Because the external stimuli are so unnatural, unfortunately I think we cant depend only on natural solutions to fight them. Therefore I believe that herbalism is one part of a realistic health protocol for this day and age. Therefore I do not discredit modern medicine by any means. Whether it is a reaction to or a cause of our state of affairs I do not know. But it is a part of life we cannot just ignore. And maybe it’s OK that it herbalism is not legalized, not standardized, because that would be like caging a butterfly. They can legalize and scrutinize those perfectly measured out chemical medicines all they want, because that is their nature. They wouldn’t work any other way. But herbalism is meant to be free, to be the people’s, to be grassroots. It wouldn’t bow down to such boxed-in regulations. Our role as herbalists is to just believe in the herbs and to continue to find revolutionary ways to fit them into the situation at hand.

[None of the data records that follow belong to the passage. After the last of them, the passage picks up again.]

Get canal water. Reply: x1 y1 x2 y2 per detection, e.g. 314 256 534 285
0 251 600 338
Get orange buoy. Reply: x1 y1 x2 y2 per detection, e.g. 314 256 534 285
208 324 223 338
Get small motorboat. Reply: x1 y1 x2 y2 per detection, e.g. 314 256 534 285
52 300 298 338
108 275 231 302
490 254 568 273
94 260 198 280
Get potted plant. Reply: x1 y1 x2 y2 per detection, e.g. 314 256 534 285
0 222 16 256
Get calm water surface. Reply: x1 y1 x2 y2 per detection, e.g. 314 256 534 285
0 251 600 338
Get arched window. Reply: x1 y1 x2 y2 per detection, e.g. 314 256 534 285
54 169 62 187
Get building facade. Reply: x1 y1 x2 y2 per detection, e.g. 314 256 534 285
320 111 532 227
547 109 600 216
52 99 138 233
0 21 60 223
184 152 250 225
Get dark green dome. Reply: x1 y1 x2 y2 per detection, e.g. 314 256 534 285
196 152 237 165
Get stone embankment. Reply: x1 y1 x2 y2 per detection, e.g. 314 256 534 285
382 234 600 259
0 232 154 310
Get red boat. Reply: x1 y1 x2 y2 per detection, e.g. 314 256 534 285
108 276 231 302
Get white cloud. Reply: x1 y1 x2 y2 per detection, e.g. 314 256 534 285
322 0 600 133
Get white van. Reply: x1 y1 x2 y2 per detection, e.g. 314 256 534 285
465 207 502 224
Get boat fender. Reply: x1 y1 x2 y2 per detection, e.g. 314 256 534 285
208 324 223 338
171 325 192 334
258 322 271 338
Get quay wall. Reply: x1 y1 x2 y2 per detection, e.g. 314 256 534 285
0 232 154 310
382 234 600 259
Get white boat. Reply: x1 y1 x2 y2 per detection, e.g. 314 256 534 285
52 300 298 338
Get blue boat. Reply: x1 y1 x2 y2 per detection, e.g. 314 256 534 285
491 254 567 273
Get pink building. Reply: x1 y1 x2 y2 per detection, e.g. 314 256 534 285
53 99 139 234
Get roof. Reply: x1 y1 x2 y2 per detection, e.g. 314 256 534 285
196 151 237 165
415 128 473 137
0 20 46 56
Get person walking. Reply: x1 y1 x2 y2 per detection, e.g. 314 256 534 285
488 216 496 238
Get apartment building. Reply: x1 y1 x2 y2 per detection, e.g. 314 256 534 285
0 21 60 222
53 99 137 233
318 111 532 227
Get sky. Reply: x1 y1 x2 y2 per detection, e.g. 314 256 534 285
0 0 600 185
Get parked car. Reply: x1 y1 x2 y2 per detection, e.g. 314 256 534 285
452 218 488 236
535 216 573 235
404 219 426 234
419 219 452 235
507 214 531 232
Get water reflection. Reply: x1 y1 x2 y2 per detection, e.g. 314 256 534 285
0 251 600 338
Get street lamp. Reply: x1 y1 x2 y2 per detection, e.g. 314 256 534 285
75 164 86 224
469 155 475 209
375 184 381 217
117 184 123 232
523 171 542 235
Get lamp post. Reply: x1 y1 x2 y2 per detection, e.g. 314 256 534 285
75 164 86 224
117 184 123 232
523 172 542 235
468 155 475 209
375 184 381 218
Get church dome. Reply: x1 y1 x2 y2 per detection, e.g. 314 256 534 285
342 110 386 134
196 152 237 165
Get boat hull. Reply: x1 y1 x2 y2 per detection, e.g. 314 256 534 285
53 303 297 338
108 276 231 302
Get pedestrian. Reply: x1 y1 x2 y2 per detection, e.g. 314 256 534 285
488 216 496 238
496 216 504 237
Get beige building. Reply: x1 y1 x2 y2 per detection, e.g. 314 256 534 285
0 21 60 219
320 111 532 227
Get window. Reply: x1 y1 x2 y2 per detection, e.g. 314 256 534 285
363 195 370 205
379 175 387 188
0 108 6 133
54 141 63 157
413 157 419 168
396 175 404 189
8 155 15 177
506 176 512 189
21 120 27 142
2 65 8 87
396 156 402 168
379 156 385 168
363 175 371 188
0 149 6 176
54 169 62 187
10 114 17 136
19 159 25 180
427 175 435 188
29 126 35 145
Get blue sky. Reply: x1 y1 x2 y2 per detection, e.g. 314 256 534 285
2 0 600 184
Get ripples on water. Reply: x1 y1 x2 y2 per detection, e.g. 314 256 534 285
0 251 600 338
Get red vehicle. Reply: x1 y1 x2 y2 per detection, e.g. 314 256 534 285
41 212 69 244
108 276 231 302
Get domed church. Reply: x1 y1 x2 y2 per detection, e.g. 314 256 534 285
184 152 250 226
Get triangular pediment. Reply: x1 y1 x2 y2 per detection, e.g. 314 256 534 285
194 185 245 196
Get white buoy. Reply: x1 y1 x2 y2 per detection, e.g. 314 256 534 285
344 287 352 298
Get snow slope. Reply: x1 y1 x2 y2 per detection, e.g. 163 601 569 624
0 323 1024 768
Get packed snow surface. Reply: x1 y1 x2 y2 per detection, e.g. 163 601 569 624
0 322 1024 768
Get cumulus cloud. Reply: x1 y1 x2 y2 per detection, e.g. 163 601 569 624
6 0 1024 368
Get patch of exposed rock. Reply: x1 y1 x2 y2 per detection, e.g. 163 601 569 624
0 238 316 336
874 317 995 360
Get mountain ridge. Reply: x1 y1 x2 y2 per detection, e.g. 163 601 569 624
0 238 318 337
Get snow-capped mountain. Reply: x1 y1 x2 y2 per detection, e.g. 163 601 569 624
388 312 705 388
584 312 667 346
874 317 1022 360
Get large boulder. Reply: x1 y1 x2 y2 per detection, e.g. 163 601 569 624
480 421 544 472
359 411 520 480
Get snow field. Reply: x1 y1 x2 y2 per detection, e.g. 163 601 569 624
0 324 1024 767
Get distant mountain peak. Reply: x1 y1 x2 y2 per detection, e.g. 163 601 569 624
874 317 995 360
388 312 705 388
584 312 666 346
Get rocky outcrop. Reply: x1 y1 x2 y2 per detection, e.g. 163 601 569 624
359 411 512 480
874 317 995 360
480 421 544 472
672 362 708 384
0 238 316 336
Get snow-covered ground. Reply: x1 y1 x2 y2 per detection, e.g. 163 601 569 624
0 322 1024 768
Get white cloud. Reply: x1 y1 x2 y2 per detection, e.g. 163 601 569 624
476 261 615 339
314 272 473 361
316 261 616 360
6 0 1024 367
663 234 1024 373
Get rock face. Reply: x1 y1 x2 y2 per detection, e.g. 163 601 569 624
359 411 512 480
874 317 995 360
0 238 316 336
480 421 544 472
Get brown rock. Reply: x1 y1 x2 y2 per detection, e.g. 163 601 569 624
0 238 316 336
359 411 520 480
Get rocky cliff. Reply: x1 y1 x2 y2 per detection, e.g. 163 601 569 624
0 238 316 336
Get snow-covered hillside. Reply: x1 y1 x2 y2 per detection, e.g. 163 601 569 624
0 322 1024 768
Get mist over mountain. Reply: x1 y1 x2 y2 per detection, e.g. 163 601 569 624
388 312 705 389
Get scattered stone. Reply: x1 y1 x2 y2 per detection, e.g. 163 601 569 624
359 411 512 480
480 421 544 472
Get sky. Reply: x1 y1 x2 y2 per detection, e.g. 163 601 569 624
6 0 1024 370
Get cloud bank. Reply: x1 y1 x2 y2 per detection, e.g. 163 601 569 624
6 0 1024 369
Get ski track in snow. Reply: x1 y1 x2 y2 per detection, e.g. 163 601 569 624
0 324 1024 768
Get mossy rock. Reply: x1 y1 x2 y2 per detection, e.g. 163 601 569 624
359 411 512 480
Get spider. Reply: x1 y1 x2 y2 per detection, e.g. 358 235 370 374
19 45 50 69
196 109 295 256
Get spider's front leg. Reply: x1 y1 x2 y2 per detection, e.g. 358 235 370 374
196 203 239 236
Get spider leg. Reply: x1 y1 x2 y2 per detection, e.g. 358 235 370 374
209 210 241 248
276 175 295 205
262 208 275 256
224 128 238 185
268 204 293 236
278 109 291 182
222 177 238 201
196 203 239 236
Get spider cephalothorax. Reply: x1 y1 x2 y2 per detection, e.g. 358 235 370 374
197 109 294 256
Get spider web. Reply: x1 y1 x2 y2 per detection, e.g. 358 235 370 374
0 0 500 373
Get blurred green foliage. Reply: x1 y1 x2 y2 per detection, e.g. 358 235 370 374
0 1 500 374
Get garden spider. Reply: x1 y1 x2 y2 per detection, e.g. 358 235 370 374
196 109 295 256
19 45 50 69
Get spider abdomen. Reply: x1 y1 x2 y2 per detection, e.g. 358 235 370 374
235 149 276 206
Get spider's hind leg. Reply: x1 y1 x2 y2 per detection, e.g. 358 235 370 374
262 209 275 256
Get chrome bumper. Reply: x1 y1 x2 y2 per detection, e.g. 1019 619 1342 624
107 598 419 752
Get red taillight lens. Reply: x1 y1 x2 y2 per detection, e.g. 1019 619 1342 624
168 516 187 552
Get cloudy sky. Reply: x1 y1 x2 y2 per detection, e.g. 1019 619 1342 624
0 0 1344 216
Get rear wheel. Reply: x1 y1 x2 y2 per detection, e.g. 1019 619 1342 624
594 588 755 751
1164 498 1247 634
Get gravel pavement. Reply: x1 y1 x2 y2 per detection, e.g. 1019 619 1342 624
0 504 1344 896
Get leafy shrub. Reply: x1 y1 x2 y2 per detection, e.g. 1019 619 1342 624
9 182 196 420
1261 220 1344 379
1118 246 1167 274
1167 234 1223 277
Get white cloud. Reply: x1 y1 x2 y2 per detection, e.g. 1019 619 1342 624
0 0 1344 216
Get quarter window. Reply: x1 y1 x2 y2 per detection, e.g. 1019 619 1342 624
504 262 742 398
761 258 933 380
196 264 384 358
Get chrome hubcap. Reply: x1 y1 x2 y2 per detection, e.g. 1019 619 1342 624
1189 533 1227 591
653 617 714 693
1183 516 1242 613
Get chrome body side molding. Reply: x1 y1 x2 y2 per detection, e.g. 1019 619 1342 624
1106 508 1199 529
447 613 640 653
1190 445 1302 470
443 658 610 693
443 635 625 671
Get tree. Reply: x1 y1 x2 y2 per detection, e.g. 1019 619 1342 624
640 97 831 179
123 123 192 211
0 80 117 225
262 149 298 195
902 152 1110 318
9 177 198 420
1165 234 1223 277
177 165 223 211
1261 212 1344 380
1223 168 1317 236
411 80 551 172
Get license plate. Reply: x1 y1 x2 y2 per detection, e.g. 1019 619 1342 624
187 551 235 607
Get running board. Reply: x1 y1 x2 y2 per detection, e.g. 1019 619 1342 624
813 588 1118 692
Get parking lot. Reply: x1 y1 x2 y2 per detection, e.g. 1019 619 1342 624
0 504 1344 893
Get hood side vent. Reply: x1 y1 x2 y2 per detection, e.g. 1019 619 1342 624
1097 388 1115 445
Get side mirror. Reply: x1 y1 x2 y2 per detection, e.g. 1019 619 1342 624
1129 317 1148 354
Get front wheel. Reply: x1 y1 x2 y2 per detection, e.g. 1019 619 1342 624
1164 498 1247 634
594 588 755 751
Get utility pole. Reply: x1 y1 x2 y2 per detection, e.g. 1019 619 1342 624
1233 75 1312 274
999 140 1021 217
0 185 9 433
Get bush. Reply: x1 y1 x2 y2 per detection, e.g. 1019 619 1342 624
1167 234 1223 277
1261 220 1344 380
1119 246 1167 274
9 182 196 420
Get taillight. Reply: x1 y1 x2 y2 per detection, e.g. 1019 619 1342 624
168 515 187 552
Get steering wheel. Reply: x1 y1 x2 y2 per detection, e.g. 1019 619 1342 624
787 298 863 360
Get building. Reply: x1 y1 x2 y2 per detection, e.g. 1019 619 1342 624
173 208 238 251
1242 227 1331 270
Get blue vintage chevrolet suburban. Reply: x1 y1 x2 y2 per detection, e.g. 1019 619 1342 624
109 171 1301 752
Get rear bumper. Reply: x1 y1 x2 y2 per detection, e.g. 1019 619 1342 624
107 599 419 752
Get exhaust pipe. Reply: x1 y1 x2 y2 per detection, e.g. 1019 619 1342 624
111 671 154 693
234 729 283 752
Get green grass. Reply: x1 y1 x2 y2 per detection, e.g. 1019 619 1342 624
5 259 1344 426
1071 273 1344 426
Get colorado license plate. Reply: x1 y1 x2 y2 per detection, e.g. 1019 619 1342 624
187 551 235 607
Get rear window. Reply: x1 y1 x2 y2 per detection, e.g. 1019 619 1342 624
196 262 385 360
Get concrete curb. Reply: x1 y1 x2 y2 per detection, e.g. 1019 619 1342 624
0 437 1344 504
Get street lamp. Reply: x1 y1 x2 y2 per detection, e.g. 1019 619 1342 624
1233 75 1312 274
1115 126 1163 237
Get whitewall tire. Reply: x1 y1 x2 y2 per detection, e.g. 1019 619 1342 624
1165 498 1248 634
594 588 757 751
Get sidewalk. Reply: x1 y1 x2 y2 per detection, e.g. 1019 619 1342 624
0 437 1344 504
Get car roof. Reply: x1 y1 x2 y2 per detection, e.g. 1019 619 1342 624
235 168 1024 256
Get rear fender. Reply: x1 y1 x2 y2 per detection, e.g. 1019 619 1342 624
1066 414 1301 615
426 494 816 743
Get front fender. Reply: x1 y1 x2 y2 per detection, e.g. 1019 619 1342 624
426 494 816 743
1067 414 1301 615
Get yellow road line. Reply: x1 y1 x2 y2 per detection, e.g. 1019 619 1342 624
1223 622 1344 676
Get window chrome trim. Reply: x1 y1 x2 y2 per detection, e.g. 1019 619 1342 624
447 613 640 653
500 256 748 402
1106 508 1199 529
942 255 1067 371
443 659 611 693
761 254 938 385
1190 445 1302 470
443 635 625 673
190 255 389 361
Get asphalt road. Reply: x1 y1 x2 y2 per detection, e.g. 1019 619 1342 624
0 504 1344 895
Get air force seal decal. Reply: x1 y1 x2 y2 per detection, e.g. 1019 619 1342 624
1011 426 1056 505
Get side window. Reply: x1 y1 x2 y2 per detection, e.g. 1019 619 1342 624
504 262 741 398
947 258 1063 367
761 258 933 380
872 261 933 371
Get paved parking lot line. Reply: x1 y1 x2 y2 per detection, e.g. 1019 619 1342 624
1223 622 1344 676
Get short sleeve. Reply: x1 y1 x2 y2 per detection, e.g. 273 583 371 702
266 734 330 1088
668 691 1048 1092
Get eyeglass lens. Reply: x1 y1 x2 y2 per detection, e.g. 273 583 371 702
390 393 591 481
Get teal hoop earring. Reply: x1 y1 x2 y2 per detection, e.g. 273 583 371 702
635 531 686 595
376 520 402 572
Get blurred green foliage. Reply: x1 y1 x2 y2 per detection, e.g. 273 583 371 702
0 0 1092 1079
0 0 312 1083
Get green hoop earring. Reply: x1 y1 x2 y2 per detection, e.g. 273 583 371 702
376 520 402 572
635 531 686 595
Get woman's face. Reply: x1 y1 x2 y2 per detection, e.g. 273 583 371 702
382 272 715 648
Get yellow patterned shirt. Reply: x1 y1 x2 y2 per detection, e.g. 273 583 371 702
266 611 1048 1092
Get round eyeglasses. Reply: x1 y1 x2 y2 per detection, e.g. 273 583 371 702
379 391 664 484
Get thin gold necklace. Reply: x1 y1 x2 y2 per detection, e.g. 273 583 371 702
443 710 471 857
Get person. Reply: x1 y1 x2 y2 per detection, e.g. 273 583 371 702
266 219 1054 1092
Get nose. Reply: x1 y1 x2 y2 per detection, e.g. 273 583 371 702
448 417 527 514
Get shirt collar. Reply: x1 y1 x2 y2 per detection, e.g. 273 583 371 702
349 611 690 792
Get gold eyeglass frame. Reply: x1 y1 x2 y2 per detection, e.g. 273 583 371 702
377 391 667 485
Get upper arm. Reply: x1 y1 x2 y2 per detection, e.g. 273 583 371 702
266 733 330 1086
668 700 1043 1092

In my mind, herbalism is one of the last forms of magic and pure beauty left in the world. The herbs connect us to our deepest selves, they help shed the external layers that society imposes upon us, and calm our bodies and souls just by being there for us. I have this natural aversion to products that take herbs and try to make them mainstream, such as large-chain vitamin stores. When we offer our loved ones our own hand made herbal products, I believe it awakens something inside of them that inspires great hope. It reminds us that there is still that magic in the world, there are still other ways to walk. I hope that herbalism is never subjected to the ugly faces of consumerism and standardization so predominant in our society. I hope that instead it remains free, until one day we are all more balanced and ready to rethink our concept of well-being. That would happen when people start to question the existing system, when they listen to their bodies rather than to clever marketing schemes. Then, we won’t need to worry about the threats of standardization, because people will value balance and will seek what is good and true.